No person shall be held to answer for a capital, or otherwise infamous crime, unless on a presentment or indictment of a Grand Jury… nor shall any person be subject for the same offence to be twice put in jeopardy of life or limb; nor shall be compelled in any criminal case to be a witness against himself, nor be deprived of life, liberty, or property, without due process of law; nor shall private property be taken for public use, without just compensation (The U.S. National Archives and Records Administration, 2013).

Upon reading the text of the 5th amendment, it becomes clear that it sets forth various constitutional safeguards for both adult and juvenile court proceedings. First of all, it ensures that Miranda Warnings are given to all suspects. In other words, the 5th amendment ensures that no individual may be intimidated, manipulated, or coerced into self-incrimination (as all of his/her rights are set forth when they are seized by officers of the law). As well, the amendment ensures the people’s right to counsel (by making sure that all suspects are made aware of their right to counsel, and they get some sort of legal counsel). Third, the amendment provisions for double jeopardy, which means that a person may not be tried and/or convicted for the same crime twice. In other words, if a person is tried for murder in the first degree for having allegedly killed a person, that person may not be tried a second time for that same crime (Legal Information Institute, 2013). Therefore, if the suspect is tried and found to be innocent, he/she may not be tried once again for that same crime. All things considered, this amendment is most important for both adult and juvenile courts, especially because it makes sure that individuals are informed as to what their rights are (as they relate to court proceedings). Juveniles, for example, have much to benefit, since they seldom have any knowledge about their rights in criminal proceedings.

Finally, the 6th amendment provisions state that all individuals have the right to a public, speedy trial (by a jury that is comprised of impartial peers). Furthermore, this amendment ensures that any defendant has the right to confront his/her accuser (as well as the witnesses set forth), and that they have access to legal counsel. Here again, it should be noted adult and juvenile court proceedings stand to benefit from this amendment, especially because it guarantees that the legal establishment will be swift, efficient, and effective in the administration of the law. Let us consider the actual text of the amendment:

In all criminal prosecutions, the accused shall enjoy the right to a speedy and public trial, by an impartial jury of the State and district wherein the crime shall have been committed… to be confronted with the witnesses against him; to have compulsory process for obtaining witnesses in his favor, and to have the Assistance of Counsel for his defense (The U.S. National Archives and Records Administration, 2013).

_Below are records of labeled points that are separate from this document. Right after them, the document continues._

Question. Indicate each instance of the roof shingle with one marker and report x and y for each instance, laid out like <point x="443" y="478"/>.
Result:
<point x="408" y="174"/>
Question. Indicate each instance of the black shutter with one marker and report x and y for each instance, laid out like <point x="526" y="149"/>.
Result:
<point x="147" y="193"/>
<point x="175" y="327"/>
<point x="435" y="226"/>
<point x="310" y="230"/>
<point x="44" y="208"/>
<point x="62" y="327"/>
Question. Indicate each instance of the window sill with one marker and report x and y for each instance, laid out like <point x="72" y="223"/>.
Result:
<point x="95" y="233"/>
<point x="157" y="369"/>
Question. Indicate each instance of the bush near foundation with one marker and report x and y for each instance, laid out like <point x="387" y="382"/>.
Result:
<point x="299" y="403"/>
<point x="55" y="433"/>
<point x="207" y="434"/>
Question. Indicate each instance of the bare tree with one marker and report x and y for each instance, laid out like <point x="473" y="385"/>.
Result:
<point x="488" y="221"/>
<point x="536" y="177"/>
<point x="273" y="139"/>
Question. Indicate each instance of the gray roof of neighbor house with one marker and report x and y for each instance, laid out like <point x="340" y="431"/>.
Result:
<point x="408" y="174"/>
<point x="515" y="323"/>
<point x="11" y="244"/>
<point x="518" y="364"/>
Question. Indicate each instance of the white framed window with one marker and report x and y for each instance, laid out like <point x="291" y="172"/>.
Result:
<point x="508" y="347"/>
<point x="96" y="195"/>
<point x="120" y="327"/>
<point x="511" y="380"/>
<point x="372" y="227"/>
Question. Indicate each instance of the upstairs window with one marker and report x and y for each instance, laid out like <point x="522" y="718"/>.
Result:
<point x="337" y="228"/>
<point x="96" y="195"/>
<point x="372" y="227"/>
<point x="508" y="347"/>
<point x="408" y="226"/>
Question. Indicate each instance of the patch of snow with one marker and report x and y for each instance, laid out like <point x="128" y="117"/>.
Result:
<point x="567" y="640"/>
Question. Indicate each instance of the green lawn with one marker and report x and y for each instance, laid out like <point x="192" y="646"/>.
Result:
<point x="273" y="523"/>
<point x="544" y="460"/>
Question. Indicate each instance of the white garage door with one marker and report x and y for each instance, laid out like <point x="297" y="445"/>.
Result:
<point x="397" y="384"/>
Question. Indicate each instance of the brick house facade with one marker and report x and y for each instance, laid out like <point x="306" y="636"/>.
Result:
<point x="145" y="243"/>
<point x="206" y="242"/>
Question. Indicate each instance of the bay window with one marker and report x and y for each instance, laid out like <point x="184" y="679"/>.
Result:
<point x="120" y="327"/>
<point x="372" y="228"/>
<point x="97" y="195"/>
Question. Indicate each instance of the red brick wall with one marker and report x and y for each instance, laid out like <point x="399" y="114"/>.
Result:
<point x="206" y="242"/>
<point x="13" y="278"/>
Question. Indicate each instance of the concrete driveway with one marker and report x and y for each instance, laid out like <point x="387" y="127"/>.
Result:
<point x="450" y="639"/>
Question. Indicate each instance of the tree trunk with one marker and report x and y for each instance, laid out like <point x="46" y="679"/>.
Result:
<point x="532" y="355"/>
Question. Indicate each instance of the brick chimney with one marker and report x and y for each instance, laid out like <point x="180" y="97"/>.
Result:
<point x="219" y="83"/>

The 6th amendment sets forth a series of constitutional safeguards that ultimately contribute to the American legal system being more swift, effective, and efficient. When a defendant is tried for a crime, during the time in which the trial takes place, it is likely that the defendant will be imprisoned (unless he/she is granted bail). This makes it clear that it is necessary to guarantee that a speedy trial will ensue, especially if by the end the defendant is found to be not guilty (Legal Information Institute, 2013). The law is meant to be objective, transparent, effective, and efficient. The 6th amendment makes sure that the American legal system holds true on that premise. Of course,
no legal system is perfect, but having considered the 4th, 5 th, and 6th amendments, it is clear that they have significantly contributed to making the country’s legal system better.